For actions, prefer -exec cmd {} + over \; when the command accepts many arguments — it batches files into far fewer invocations and runs dramatically faster on large trees.

Running find Safely

find can delete or modify thousands of files at once, so a careless command is dangerous. The golden rule is to preview before you act: run the find with no action and confirm the list, then re-run it with -delete or -exec. For deletions, find … -print first, eyeball the output, then swap in -delete.

Also be deliberate about where you start. find / … walks the entire filesystem and can be slow and noisy; scope the search to the relevant directory and add -maxdepth to limit recursion when you only need the top levels.

Tips and Best Practices

  • Always quote wildcard patterns (-name '*.log') so the shell passes them to find instead of expanding them first.
  • Test destructive searches without the action first — run the find alone, confirm the list, then add -delete or -exec.
  • For very large trees, find ... -exec cmd {} + (note the +) batches arguments and runs far fewer processes than \;.

Final Thoughts

find turns “where is that file?” into a precise, scriptable query. Master the core tests — -name, -type, -size, -mtime — and the -exec action, and you can locate and process files across an entire system. It is one of the highest-leverage commands a Linux administrator can know.

FAQ: find Command in Linux

How do I find a file by name in Linux?+

Use find with -name: find /path -name 'filename'. Add -iname instead of -name to ignore case. Quote the pattern when it contains wildcards.
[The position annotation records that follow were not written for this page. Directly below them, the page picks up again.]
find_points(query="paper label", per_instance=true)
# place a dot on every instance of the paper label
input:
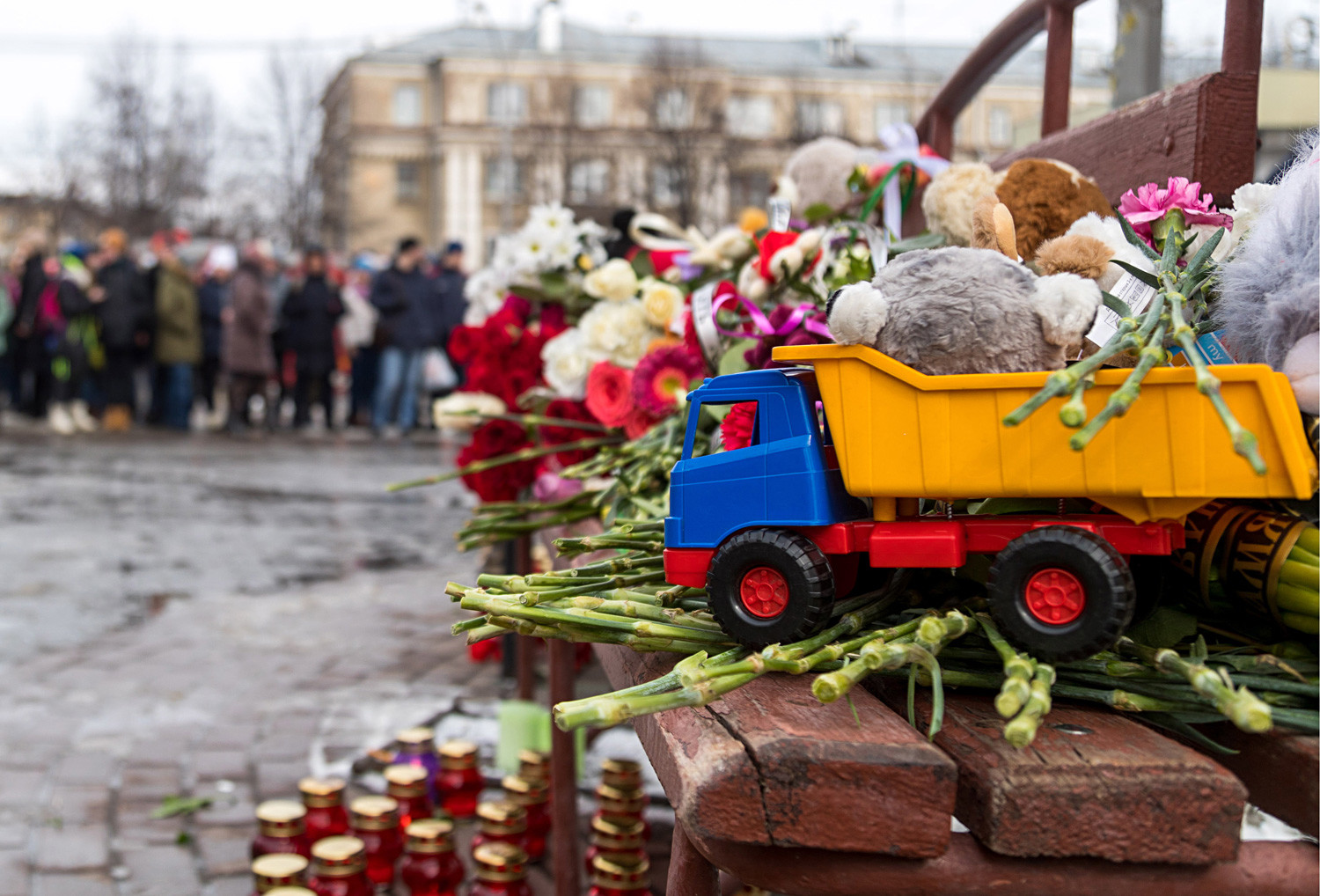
(1129, 290)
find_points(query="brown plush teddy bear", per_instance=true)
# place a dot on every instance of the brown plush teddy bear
(1043, 195)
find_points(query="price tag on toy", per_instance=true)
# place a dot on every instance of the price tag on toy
(1130, 290)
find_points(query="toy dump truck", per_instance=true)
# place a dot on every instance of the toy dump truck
(778, 529)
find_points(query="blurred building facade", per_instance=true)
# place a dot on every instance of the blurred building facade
(453, 134)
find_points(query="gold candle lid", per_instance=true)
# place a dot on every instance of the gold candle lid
(280, 817)
(430, 835)
(502, 817)
(407, 780)
(340, 856)
(620, 870)
(374, 813)
(501, 862)
(276, 869)
(524, 792)
(321, 792)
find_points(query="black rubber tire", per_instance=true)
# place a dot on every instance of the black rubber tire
(796, 557)
(1103, 571)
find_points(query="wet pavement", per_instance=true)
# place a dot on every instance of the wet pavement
(194, 615)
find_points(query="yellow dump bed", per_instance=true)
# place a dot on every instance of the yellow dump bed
(905, 435)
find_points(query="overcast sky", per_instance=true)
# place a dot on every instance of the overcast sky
(45, 50)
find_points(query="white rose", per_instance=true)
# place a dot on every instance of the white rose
(465, 409)
(662, 301)
(618, 330)
(568, 359)
(614, 280)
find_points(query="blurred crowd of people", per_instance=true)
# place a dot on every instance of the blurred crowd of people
(195, 334)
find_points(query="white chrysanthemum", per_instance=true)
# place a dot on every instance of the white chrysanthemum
(618, 330)
(662, 303)
(614, 280)
(568, 359)
(552, 219)
(462, 409)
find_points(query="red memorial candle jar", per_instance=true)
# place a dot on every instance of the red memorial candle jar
(277, 870)
(409, 787)
(533, 797)
(501, 871)
(340, 869)
(618, 835)
(612, 801)
(324, 801)
(429, 866)
(620, 874)
(375, 822)
(458, 780)
(501, 821)
(280, 829)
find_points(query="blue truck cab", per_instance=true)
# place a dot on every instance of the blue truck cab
(787, 476)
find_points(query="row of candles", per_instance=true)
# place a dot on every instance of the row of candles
(317, 846)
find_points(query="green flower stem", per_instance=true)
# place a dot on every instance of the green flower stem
(1122, 398)
(514, 457)
(1240, 705)
(1208, 385)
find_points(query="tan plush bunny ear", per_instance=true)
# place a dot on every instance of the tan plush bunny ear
(1006, 237)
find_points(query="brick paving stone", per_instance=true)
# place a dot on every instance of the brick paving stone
(279, 780)
(74, 885)
(79, 848)
(78, 804)
(161, 871)
(20, 788)
(84, 767)
(13, 874)
(148, 782)
(224, 850)
(210, 764)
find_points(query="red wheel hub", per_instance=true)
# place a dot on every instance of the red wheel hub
(1055, 597)
(765, 592)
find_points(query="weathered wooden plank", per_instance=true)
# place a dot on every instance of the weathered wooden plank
(1203, 129)
(968, 869)
(1280, 771)
(770, 764)
(1111, 790)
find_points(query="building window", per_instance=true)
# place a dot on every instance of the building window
(407, 107)
(589, 181)
(503, 179)
(1001, 126)
(665, 187)
(750, 116)
(593, 106)
(889, 113)
(749, 189)
(506, 103)
(673, 110)
(407, 181)
(818, 118)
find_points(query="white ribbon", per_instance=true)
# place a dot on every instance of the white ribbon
(900, 147)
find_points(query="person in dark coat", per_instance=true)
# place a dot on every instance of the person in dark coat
(247, 354)
(213, 297)
(312, 311)
(126, 312)
(403, 297)
(29, 364)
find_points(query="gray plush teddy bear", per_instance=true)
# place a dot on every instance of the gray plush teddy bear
(963, 311)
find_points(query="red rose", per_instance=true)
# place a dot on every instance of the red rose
(609, 393)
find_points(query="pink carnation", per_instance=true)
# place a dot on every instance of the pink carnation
(663, 377)
(1151, 202)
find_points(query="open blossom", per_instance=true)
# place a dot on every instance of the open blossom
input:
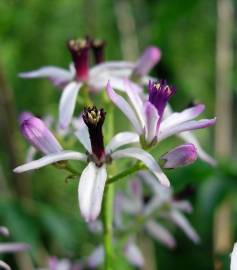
(9, 248)
(95, 78)
(93, 177)
(147, 117)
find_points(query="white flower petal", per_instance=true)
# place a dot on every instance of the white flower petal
(185, 115)
(189, 125)
(58, 76)
(122, 104)
(49, 159)
(160, 233)
(233, 263)
(190, 138)
(67, 103)
(90, 191)
(181, 221)
(121, 139)
(96, 258)
(83, 135)
(134, 254)
(146, 158)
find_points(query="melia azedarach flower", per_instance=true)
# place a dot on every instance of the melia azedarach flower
(93, 178)
(147, 117)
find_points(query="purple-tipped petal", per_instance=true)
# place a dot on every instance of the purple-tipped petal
(122, 104)
(5, 266)
(50, 159)
(186, 126)
(134, 254)
(146, 158)
(121, 139)
(13, 247)
(67, 103)
(58, 76)
(181, 221)
(148, 60)
(37, 134)
(186, 115)
(151, 122)
(190, 138)
(233, 263)
(90, 191)
(180, 156)
(160, 233)
(96, 258)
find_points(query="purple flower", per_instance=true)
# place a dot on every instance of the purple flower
(147, 117)
(37, 134)
(93, 177)
(180, 156)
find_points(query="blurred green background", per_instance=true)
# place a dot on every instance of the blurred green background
(198, 43)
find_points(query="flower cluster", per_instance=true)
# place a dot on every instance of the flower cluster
(144, 101)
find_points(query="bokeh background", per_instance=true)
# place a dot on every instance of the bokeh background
(198, 43)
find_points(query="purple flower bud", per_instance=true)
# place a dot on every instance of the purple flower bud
(147, 61)
(80, 54)
(98, 50)
(37, 134)
(180, 156)
(159, 94)
(94, 120)
(24, 116)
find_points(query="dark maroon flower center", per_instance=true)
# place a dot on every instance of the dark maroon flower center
(94, 120)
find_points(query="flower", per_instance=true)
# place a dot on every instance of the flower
(147, 117)
(96, 78)
(9, 247)
(93, 178)
(180, 156)
(161, 205)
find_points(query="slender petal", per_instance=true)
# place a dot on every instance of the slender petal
(190, 138)
(146, 158)
(121, 139)
(4, 265)
(96, 258)
(183, 223)
(83, 135)
(233, 263)
(189, 125)
(12, 247)
(90, 191)
(122, 104)
(4, 231)
(186, 115)
(160, 233)
(134, 254)
(57, 75)
(151, 122)
(67, 103)
(182, 155)
(50, 159)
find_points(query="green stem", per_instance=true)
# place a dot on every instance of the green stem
(136, 167)
(107, 216)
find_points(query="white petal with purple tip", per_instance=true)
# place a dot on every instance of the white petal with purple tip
(121, 139)
(67, 103)
(90, 191)
(146, 158)
(122, 104)
(50, 159)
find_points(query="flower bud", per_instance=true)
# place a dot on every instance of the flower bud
(180, 156)
(37, 134)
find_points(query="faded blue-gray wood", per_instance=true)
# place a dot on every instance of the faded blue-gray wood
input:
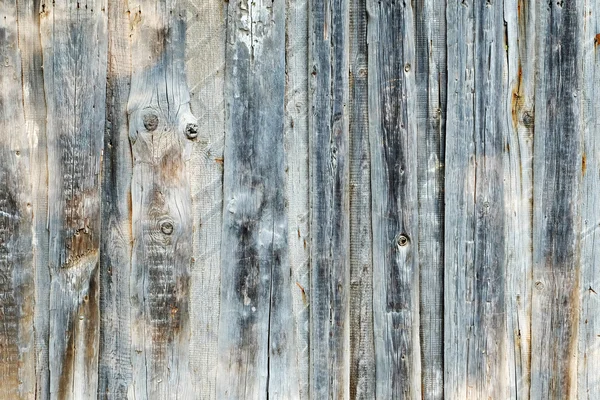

How do I find files larger than a certain size?+

Use -size with a + prefix: find / -type f -size +100M lists files over 100 MB. Use -size -1k for files under 1 KB.

How do I find files modified in the last N days?+

Use -mtime: find . -mtime -7 finds files changed within the last 7 days, while -mtime +30 finds files older than 30 days.

How do I run a command on every file find returns?+

Use -exec: find . -name '*.sh' -exec chmod +x {} \; runs the command on each match, where {} is replaced by the filename.

What is the difference between find and locate?+

find searches the live filesystem in real time and supports rich conditions. locate is faster but reads a prebuilt database that may be out of date and offers far fewer filters.